There should be no ambiguity at all.

 
The LNB slides through the mounting bracket that clips to the arm, so that you can adjust the horn to be at the focal point, this advice is given in the instructions, it also needs to rotate to set it up.

 
The LNB slides through the mounting bracket that clips to the arm, so that you can adjust the horn to be at the focal point, this advice is given in the instructions, it also needs to rotate to set it up.
That will be only a very small amount of movement and is definitely in the realms of fine tuning. you should get a signal regardless of that dine tuning,  To be honest the present generation of satellites are a lot more powerful than they used to be so i rarely make those fine tuning adjustments.

 
Well, fed up now.

I left this for a while to see, if it was in the right direction the Sky box would pickup a signal, and been a bit busy.

So today, I decided to try again.

So using https://www.dishpointer.com/.

I got the elevation and angle the dish should be at.

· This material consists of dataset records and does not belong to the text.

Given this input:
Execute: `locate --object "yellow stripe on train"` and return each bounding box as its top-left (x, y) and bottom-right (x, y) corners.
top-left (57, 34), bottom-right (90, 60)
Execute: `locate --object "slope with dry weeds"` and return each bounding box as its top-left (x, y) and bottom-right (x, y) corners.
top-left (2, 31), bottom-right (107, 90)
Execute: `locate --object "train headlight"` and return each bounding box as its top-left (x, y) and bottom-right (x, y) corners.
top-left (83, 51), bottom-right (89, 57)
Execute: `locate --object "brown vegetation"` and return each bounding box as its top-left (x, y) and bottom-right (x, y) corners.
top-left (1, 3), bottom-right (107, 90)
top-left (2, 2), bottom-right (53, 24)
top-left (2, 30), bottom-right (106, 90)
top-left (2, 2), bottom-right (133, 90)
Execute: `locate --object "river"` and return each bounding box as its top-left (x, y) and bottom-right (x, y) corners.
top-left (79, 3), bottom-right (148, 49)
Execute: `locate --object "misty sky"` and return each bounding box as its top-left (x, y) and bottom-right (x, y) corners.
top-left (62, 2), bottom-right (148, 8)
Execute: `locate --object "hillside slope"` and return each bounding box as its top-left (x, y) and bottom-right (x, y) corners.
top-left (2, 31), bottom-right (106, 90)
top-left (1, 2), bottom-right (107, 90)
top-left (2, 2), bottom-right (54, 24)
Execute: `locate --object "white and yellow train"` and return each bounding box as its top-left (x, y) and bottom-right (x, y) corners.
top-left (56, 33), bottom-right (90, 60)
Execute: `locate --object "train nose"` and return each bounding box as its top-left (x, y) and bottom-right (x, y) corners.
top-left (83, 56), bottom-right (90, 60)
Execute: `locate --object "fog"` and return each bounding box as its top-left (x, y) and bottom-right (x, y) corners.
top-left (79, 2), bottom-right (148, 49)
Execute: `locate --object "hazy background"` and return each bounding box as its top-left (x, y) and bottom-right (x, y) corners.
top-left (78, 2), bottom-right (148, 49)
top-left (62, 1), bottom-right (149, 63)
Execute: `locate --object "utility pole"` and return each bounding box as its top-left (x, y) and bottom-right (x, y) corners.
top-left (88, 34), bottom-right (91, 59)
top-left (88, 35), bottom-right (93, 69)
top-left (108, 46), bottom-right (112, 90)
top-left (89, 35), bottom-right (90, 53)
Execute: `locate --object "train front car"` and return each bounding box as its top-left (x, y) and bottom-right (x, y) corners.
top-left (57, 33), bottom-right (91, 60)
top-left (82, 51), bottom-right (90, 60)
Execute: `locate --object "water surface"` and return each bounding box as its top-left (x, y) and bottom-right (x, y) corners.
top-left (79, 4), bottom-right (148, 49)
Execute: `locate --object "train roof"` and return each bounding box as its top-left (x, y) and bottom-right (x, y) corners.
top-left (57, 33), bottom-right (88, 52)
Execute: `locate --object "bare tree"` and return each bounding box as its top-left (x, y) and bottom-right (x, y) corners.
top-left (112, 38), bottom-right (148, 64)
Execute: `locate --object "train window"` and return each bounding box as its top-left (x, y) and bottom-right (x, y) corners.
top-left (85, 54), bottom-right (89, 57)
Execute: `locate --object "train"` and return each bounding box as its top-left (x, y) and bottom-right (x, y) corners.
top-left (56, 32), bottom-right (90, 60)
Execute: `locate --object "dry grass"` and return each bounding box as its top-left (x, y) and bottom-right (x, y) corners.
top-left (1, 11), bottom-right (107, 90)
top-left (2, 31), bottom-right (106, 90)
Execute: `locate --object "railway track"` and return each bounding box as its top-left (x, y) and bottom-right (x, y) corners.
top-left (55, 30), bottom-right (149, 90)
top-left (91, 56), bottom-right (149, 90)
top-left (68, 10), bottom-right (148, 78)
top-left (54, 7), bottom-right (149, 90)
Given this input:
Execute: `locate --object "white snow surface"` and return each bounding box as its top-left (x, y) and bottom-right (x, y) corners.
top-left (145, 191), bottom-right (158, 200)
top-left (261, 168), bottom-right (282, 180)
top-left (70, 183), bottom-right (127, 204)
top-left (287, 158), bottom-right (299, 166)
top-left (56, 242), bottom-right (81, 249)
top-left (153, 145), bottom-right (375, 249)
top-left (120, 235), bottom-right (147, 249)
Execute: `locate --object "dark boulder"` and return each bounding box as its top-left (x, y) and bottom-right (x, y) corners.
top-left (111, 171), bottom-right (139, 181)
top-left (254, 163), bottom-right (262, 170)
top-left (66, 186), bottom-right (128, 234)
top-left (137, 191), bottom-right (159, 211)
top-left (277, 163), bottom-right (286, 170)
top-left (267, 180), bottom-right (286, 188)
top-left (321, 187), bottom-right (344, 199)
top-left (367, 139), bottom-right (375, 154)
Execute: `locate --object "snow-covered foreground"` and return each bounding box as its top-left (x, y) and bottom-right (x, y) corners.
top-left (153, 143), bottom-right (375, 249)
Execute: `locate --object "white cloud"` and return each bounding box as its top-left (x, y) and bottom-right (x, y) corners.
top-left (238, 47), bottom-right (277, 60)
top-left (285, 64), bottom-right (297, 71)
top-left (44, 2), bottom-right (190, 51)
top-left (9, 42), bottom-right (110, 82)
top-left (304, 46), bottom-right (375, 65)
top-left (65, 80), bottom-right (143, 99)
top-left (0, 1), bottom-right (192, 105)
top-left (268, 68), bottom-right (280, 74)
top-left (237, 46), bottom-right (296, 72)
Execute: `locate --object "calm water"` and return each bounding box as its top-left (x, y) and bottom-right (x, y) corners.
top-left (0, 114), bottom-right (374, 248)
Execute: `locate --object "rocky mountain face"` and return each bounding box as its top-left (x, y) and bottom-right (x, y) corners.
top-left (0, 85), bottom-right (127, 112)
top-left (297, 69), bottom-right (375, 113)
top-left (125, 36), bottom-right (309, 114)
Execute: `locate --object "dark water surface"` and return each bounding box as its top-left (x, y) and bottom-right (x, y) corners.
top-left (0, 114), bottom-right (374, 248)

Had to twist the bracket a little to get the elevation to 23.7 deg, then set the angle to 142 degrees as per the specc on the website.

Cut 4” off the end of the cables and fitted new F type plugs, done these before without issue.

Centre core was nice and bright, outer was ok.

Still no signal on the Sky box! 😫

 
You WON'T get it right with a compass and a protractor. That will only get you CLOSE.

So now with the sky box monitoring the signal strength and quality, rotate the dish SLOWLY a few degrees side to side. 

No signal, increase the elevation a TINY amount and scan side to side slowly again.

Repeat until you get a signal.

It is MUCH easier and quicker if you have a decent satellite meter with you by the dish that you can see as you move it.

 
Well, fed up now.

I left this for a while to see, if it was in the right direction the Sky box would pickup a signal, and been a bit busy.

So today, I decided to try again.

So using https://www.dishpointer.com/.

I got the elevation and angle the dish should be at.

Had to twist the bracket a little to get the elevation to 23.7 deg, then set the angle to 142 degrees as per the specc on the website.

Cut 4” off the end of the cables and fitted new F type plugs, done these before without issue.

Centre core was nice and bright, outer was ok.

Still no signal on the Sky box! 😫
Another thought.  HOW are you measuring the elevation?  you should not have to twist the bracket to get the elevation needed. So I wonder if you are measuring it wrong.  There shouls be markings on the bracket at the point you adjust the elevation to give you some idea, and some makes of dish you can put the bracket together the wrong way up which makes the markings completely wrong.

The front face of the dish should be just about upright where you are, up here the front face of the dish normally points downwards a few degrees.

 
pWell going back to gun sights, an elevation of 23 degrees is the barrel pointing up from the horizontal by 23 degrees, so the arm on the dish is pointing up by 23 degrees.

This is the only definition of elevation that I know in this respect.

 
pWell going back to gun sights, an elevation of 23 degrees is the barrel pointing up from the horizontal by 23 degrees, so the arm on the dish is pointing up by 23 degrees.

This is the only definition of elevation that I know in this respect.
These are offset dishes. That means the LNB is offset from the prime focus position.  So with the face of the dish upright, the elevation will be nearly right. but you will have to try up or down a few degrees.